The laws governing gaming in Canada were written prior to the invention of internet gaming. Notably, Section 201(2) makes no distinction with regards to whether individuals present in an illegal poker room are actually playing poker, while on the other hand there has never been (as of 2013) a prosecution in Canada simply for participating in Internet gaming not licensed in Canada.

The actual penalties imposed for hosting or participating in illegal poker vary widely, and appear to depend greatly on the sensibilities of the presiding judge(s). For example, in 2011 a Winnipeg man (on appeal) won a conditional discharge despite having pleaded guilty to the more serious charge of keeping a common gaming house, meaning he did not get a criminal record. For the less serious charge of being in a common gaming house, discharges (including absolute discharges) are not uncommon, especially if the accused has no prior criminal record. But this is not always the case, for example in 2012 several Sudbury men were fined for the less serious charge of being in a common gaming house, meaning they did get criminal records. Among those fined in that case was at least one man whom the presiding judge acknowledged had not even been playing.

==United Kingdom==
Under the Gambling Act 2005, commercial high-stakes poker is restricted to licensed casinos. However, the Act and associated Regulations do allow for private games in homes and similarly private venues, such as workplaces, without the need for special licences. Poker may also be played in pubs to a certain extent, although the regulations governing such games are complex.

Nevertheless, illegal games are believed to be widespread, especially in Greater London. In a number of cases, club premises certificates have been withdrawn following allegations of illegal poker.

==United States==
===New York===
Under New York state law, it is unlawful to profit from promoting a poker game without the appropriate gaming licences. Simply playing in such a game is not unlawful.

==== Historical New York clubs ====
Some of the longest operating underground clubs have been in New York City. Two of these, the Diamond Club and the Mayfair Club, were famous proving grounds for such now well-known poker players as Howard Lederer, Erik Seidel and Dan Harrington. The New York Police Department, however, closed these clubs in the summer of 2000 during the Rudolph Giuliani administration's law and order campaign.

==== Recent years ====
Underground poker nevertheless flourished in New York City after the Giuliani busts. In Manhattan, circa 2004, the most well-known clubs included PlayStation near Union Square and New York Players’ Club (NYPC) (sometimes referred to as 72nd Street) on the Upper West Side.

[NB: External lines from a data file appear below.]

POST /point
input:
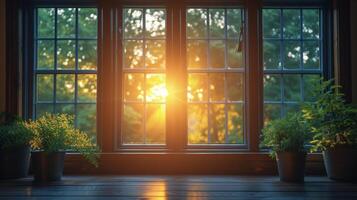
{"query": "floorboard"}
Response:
(177, 187)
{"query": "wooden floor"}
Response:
(177, 187)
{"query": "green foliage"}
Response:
(13, 132)
(333, 122)
(287, 134)
(54, 133)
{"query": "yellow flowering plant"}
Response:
(56, 132)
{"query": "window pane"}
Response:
(216, 86)
(87, 87)
(217, 50)
(45, 54)
(46, 22)
(292, 88)
(196, 23)
(217, 23)
(66, 54)
(87, 22)
(271, 23)
(217, 124)
(65, 87)
(66, 22)
(134, 87)
(197, 54)
(44, 87)
(311, 23)
(155, 23)
(197, 87)
(133, 23)
(133, 126)
(271, 55)
(87, 55)
(155, 124)
(133, 54)
(234, 86)
(197, 124)
(235, 123)
(155, 54)
(292, 21)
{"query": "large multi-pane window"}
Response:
(215, 66)
(291, 57)
(144, 82)
(65, 71)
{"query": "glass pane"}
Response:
(292, 23)
(155, 23)
(292, 55)
(87, 87)
(133, 54)
(155, 54)
(234, 56)
(133, 23)
(155, 124)
(310, 82)
(197, 87)
(311, 23)
(311, 55)
(292, 88)
(197, 124)
(217, 49)
(272, 88)
(66, 22)
(87, 119)
(271, 112)
(133, 126)
(234, 22)
(217, 123)
(235, 123)
(216, 23)
(235, 87)
(41, 109)
(216, 86)
(87, 55)
(46, 22)
(66, 54)
(87, 22)
(196, 23)
(65, 87)
(134, 87)
(271, 23)
(44, 87)
(271, 55)
(155, 88)
(197, 54)
(45, 54)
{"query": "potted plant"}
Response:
(334, 125)
(286, 138)
(53, 136)
(14, 147)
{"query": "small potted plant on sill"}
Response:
(14, 147)
(53, 136)
(286, 138)
(334, 125)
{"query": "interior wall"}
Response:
(2, 55)
(354, 50)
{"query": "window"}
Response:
(215, 66)
(65, 71)
(292, 58)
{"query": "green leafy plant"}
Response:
(13, 132)
(53, 133)
(331, 120)
(287, 134)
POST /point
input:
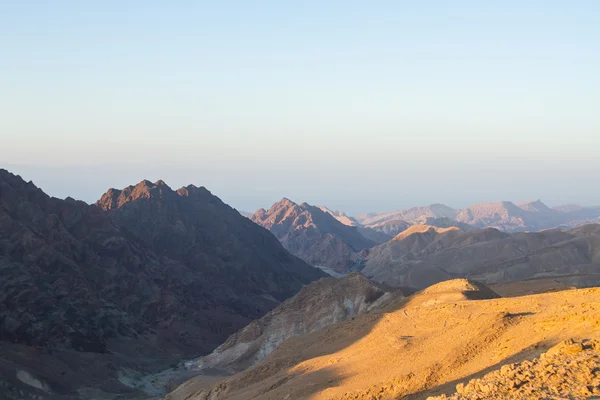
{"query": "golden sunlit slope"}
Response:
(417, 347)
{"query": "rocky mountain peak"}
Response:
(535, 206)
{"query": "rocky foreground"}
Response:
(569, 370)
(425, 345)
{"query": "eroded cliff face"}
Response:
(314, 235)
(424, 255)
(428, 343)
(146, 277)
(316, 306)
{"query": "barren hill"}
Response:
(316, 306)
(415, 348)
(433, 210)
(502, 215)
(86, 294)
(424, 255)
(314, 235)
(340, 216)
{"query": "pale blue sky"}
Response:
(358, 105)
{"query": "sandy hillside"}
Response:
(423, 346)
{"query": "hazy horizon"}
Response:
(44, 178)
(356, 106)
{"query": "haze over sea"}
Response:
(362, 106)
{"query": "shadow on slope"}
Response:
(295, 367)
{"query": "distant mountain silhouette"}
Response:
(503, 215)
(314, 235)
(424, 255)
(146, 274)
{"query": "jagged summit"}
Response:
(314, 235)
(534, 206)
(146, 271)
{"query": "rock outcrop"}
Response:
(425, 344)
(155, 276)
(424, 255)
(318, 305)
(569, 370)
(314, 235)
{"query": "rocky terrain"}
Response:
(503, 215)
(318, 305)
(314, 235)
(426, 345)
(340, 216)
(408, 215)
(569, 369)
(138, 282)
(424, 255)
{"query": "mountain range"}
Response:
(439, 341)
(503, 215)
(150, 286)
(314, 235)
(145, 276)
(424, 255)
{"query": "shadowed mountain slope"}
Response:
(170, 274)
(316, 306)
(313, 235)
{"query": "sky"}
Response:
(356, 105)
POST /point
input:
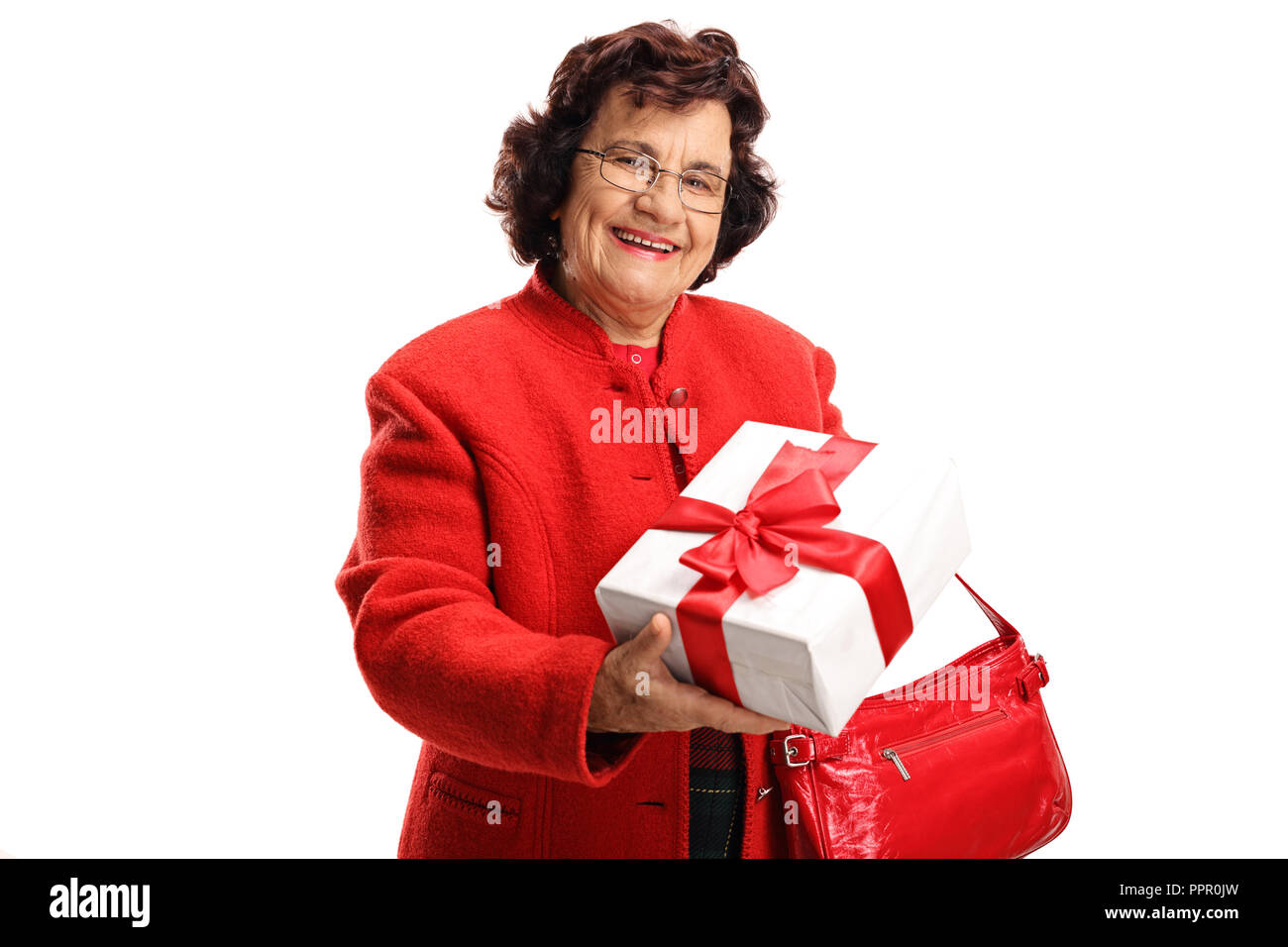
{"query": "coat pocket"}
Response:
(475, 804)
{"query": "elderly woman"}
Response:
(489, 509)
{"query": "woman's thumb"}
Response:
(656, 635)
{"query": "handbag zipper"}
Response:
(892, 753)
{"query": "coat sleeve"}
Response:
(434, 650)
(824, 371)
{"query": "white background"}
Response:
(1047, 236)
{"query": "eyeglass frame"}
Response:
(679, 176)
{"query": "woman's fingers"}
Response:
(709, 710)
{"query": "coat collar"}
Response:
(554, 316)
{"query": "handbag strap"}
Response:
(1034, 676)
(1004, 628)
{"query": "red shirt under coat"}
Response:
(485, 518)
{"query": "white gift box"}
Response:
(806, 651)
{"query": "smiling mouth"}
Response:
(656, 247)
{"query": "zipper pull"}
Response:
(894, 758)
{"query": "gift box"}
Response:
(793, 569)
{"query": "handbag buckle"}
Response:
(790, 751)
(1035, 668)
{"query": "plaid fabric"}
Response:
(715, 793)
(715, 758)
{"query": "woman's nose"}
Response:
(662, 200)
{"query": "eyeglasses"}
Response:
(634, 170)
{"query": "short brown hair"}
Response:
(661, 64)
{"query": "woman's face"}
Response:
(600, 273)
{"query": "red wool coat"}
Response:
(482, 453)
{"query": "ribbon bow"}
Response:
(754, 543)
(786, 508)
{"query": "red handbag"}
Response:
(960, 771)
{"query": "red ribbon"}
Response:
(789, 504)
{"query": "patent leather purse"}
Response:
(939, 768)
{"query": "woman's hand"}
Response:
(626, 702)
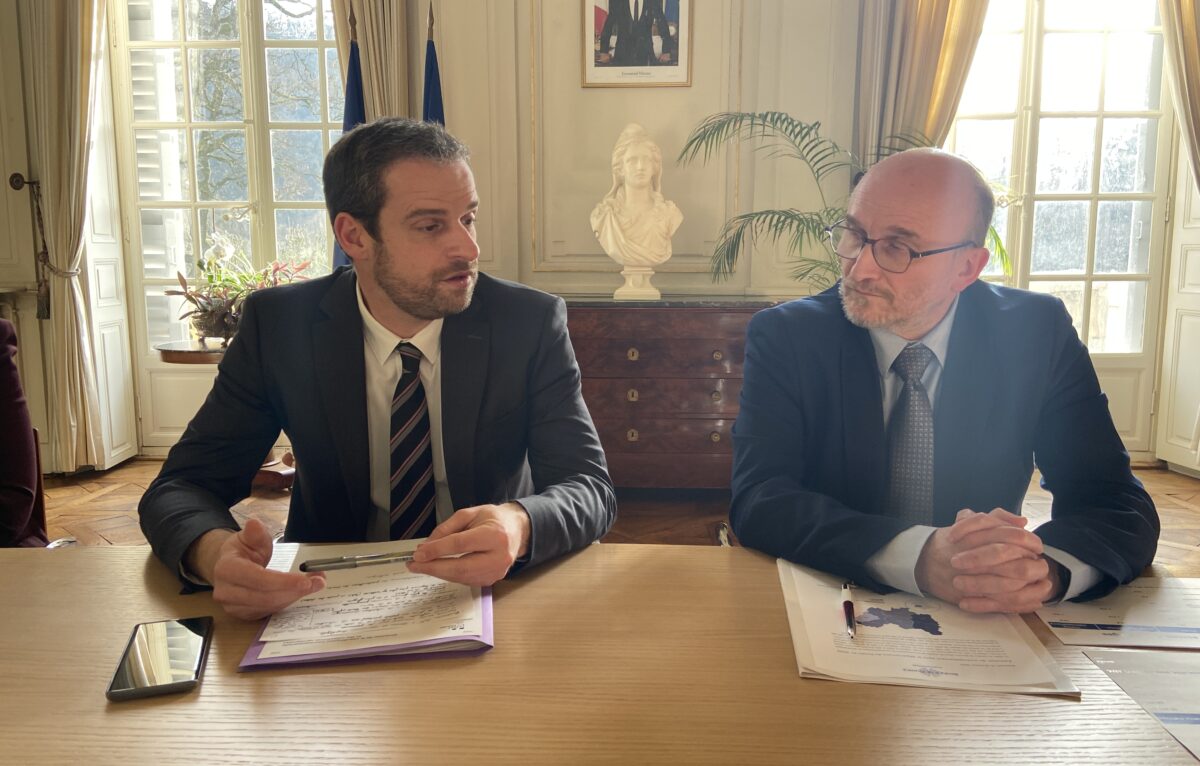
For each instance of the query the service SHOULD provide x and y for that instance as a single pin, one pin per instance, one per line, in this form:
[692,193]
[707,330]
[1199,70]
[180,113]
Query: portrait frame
[675,72]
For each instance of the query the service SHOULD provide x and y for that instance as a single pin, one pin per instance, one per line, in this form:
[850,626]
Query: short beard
[423,301]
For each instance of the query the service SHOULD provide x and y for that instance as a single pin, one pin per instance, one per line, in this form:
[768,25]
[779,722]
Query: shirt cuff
[1081,576]
[895,563]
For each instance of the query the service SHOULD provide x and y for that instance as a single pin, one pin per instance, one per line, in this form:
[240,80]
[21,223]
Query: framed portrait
[629,43]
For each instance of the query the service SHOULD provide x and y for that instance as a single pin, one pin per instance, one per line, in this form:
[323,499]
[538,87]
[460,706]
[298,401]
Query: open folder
[909,640]
[370,612]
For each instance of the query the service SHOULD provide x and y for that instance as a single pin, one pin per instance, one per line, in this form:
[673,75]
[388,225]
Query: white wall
[541,143]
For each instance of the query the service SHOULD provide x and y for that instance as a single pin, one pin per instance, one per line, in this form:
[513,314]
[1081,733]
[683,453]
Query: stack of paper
[1147,612]
[906,640]
[370,611]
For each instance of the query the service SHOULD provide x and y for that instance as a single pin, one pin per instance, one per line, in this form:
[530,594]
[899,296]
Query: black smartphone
[162,658]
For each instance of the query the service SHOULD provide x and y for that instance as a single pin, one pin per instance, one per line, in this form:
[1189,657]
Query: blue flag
[355,113]
[432,111]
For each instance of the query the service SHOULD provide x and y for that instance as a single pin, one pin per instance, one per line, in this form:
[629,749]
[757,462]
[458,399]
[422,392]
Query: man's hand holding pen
[477,545]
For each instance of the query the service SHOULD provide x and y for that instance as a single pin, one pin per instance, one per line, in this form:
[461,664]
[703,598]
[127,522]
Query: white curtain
[1181,22]
[382,33]
[913,64]
[63,53]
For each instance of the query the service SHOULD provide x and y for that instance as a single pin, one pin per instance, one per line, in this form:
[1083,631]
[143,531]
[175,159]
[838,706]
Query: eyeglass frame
[867,240]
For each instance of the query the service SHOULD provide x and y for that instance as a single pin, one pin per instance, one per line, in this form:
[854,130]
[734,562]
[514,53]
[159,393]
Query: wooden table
[619,653]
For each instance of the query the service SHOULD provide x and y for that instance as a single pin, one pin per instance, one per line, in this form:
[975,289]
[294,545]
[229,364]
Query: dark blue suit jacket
[514,424]
[810,458]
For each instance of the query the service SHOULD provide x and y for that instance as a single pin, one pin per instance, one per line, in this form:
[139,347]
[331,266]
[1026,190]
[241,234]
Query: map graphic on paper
[900,617]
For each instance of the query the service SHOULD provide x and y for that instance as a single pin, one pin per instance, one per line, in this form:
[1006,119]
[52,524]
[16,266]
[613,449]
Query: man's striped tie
[413,496]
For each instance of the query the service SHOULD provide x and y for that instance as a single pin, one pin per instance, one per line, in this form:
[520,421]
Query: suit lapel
[341,381]
[466,343]
[963,408]
[863,422]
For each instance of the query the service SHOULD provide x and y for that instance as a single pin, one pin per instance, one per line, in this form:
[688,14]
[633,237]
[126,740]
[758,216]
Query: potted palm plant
[226,280]
[780,136]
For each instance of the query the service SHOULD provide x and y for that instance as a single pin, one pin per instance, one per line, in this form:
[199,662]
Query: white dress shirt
[383,370]
[895,563]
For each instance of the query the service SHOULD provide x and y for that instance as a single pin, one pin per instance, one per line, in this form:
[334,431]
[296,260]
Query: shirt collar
[382,341]
[888,345]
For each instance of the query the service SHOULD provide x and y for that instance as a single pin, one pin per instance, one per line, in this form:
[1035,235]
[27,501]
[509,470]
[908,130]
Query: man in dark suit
[889,425]
[420,398]
[634,23]
[19,526]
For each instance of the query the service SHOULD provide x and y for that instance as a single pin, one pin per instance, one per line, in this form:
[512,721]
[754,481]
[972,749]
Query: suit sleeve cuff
[895,563]
[1081,578]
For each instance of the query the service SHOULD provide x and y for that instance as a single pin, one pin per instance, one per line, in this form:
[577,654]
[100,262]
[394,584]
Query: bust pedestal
[637,285]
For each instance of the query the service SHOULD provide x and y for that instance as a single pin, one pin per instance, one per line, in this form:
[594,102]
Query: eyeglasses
[889,252]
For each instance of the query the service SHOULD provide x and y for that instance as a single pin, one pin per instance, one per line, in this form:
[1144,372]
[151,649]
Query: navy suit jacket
[514,424]
[810,455]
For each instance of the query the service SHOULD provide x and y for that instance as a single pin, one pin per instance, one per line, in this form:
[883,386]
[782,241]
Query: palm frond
[803,232]
[778,135]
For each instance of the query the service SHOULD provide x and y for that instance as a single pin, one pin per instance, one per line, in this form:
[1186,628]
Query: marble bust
[634,222]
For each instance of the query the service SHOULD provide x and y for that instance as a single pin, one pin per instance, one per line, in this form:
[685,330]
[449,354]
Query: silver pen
[352,562]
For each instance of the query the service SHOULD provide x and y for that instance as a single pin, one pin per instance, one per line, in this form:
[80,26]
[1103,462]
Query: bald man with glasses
[889,426]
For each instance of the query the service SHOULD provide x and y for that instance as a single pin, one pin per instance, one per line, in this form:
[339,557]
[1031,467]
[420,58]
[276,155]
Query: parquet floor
[100,508]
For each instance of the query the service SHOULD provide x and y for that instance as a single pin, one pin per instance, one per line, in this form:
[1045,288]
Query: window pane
[291,19]
[162,316]
[1071,72]
[989,145]
[330,34]
[1065,154]
[1119,317]
[334,85]
[156,85]
[292,82]
[999,222]
[1072,294]
[162,166]
[216,84]
[225,234]
[993,88]
[1127,162]
[211,19]
[1005,17]
[1122,237]
[221,165]
[303,235]
[297,160]
[1101,13]
[1060,237]
[1134,73]
[167,244]
[154,19]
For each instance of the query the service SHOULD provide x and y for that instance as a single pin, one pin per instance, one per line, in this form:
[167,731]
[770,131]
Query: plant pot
[221,323]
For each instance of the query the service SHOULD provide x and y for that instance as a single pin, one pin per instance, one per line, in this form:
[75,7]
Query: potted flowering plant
[226,279]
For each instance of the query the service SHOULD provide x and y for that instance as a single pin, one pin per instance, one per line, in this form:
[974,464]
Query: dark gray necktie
[413,495]
[911,442]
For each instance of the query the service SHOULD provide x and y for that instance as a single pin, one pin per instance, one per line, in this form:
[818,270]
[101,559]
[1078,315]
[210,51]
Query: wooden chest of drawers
[661,382]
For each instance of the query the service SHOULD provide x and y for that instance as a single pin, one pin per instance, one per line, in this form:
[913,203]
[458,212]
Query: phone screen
[161,658]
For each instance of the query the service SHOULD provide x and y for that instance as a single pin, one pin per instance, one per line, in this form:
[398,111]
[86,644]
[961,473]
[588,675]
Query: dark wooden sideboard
[661,381]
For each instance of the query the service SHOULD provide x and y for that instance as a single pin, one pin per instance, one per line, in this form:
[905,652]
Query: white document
[367,606]
[1149,611]
[903,639]
[1167,684]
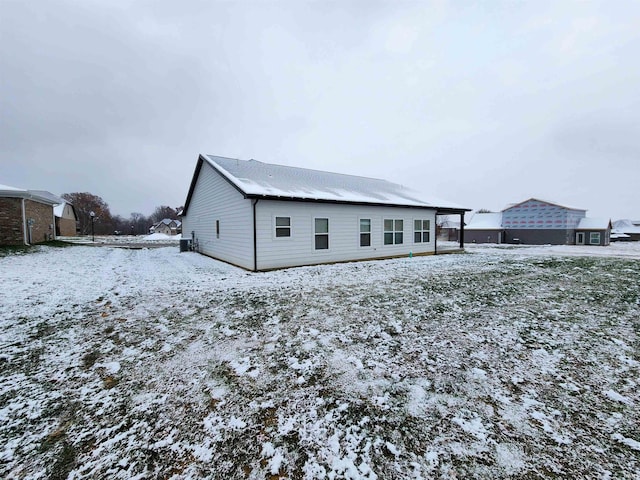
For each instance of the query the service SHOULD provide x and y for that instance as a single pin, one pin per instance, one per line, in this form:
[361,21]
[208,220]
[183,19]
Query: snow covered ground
[511,362]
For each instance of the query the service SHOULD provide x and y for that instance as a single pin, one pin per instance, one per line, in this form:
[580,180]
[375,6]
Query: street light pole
[93,217]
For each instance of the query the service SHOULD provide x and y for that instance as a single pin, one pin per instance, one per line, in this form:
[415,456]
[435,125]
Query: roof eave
[445,210]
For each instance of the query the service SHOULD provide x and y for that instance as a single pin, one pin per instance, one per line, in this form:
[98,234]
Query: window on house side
[322,233]
[393,231]
[421,231]
[365,232]
[283,226]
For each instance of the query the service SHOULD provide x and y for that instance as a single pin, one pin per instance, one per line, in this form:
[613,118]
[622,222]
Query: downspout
[255,237]
[24,223]
[53,214]
[435,236]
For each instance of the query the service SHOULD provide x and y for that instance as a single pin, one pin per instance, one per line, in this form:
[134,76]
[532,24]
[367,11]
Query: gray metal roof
[258,179]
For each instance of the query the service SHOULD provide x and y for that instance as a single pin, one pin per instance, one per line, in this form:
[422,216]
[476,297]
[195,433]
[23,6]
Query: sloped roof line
[37,195]
[536,199]
[588,223]
[256,179]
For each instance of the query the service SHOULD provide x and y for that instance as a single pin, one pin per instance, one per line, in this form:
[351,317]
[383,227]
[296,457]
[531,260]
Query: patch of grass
[90,359]
[65,462]
[6,250]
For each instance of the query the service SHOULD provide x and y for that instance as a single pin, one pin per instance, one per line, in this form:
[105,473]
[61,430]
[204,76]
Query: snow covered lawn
[498,363]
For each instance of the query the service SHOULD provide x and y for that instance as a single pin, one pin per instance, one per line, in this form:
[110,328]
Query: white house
[261,216]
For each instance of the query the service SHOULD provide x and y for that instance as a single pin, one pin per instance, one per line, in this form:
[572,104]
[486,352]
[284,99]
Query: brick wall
[66,227]
[11,232]
[42,226]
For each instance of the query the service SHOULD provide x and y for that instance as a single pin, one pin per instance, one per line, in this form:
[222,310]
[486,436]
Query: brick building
[25,217]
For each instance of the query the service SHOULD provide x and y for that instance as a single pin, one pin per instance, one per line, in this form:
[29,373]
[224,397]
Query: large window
[365,232]
[283,226]
[421,231]
[393,230]
[322,233]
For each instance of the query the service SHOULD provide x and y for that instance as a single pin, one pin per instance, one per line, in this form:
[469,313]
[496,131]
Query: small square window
[421,231]
[283,226]
[393,231]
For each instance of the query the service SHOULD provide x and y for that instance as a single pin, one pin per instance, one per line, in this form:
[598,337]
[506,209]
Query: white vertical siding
[214,199]
[344,233]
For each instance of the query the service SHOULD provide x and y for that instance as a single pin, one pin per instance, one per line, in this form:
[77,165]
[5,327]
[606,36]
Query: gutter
[255,236]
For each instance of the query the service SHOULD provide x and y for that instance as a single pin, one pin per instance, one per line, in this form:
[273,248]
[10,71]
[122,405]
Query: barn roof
[511,205]
[256,179]
[594,224]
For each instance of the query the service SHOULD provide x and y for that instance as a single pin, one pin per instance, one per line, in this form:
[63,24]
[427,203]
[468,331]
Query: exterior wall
[344,233]
[11,229]
[604,237]
[215,200]
[43,222]
[537,215]
[539,237]
[483,236]
[66,224]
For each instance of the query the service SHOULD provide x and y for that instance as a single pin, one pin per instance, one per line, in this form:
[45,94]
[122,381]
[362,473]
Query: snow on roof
[37,195]
[485,221]
[260,179]
[7,188]
[535,199]
[625,226]
[593,224]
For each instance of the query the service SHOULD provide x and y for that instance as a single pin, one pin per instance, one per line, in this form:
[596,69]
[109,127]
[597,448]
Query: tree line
[105,223]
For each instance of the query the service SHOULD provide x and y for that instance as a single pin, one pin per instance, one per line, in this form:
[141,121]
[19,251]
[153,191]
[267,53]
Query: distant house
[65,213]
[626,230]
[167,226]
[593,231]
[538,222]
[261,216]
[25,217]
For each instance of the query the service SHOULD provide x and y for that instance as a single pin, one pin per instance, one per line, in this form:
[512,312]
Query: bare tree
[85,203]
[162,212]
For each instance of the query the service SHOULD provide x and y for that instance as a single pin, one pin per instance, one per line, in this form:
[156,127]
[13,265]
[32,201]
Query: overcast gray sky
[479,103]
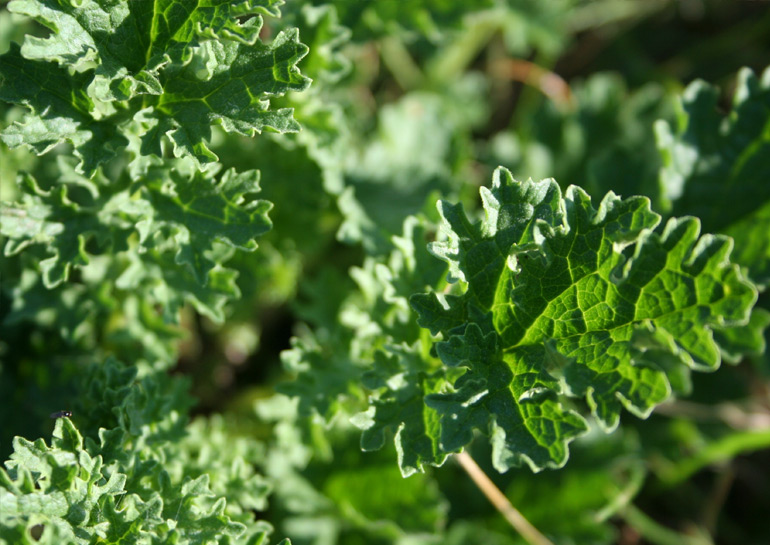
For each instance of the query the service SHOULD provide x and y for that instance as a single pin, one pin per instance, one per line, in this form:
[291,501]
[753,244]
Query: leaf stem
[656,533]
[531,534]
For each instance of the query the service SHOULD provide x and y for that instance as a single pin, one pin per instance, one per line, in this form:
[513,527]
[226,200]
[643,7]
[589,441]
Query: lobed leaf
[563,298]
[710,159]
[161,69]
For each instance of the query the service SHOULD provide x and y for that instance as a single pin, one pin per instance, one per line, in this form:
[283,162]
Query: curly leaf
[156,69]
[60,110]
[561,292]
[202,211]
[710,159]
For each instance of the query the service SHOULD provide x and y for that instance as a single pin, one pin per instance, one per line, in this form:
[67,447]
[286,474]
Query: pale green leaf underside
[710,159]
[563,298]
[158,69]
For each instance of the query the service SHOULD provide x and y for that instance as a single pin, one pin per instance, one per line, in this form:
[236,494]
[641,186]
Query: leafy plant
[183,210]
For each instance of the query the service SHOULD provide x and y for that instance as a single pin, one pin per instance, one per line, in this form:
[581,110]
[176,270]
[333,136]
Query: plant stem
[501,503]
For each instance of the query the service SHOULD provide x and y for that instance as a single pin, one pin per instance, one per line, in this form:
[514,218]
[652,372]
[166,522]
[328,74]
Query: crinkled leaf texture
[710,159]
[153,69]
[563,299]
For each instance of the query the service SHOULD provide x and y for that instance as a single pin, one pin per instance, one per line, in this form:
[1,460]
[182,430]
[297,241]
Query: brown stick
[549,83]
[501,503]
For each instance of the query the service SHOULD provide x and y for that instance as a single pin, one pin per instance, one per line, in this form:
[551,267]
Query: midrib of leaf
[153,32]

On May 26, 2005, New York City police raided and shut down numerous rooms, including PlayStation and NYPC. Clubs that were not targeted then voluntarily closed their doors for some time in spring 2005, but were mostly reopened by that summer.

The reopened clubs began to draw some celebrity clientele, including Alex Rodriguez of the New York Yankees (who was officially reprimanded for playing in such clubs), and Robert Iler (who was actually present for the October 23, 2005 bust of the club Ace Point at 328 E. 61st Street). Raids continued regularly throughout 2005, closing clubs such as Rounders on West 25th Street in the Flatiron District of Manhattan, and, after a series of busts and re-opens, the Brooklyn Players' Club in Park Slope area of Brooklyn.

Clubs generally continued throughout New York City during 2006 and into
2007, but seemed to the clientele to keep their size smaller to avoid the
attention that the larger clubs such as NYPC and PlayStation brought.

However, robberies still remained common throughout 2007. This issue reached a crescendo when the City Limit, at 251 Fifth Avenue in Manhattan, was robbed on November 2, 2007. Frank DeSena of Wayne, NJ was killed in an accidental weapons fire during the armed robbery.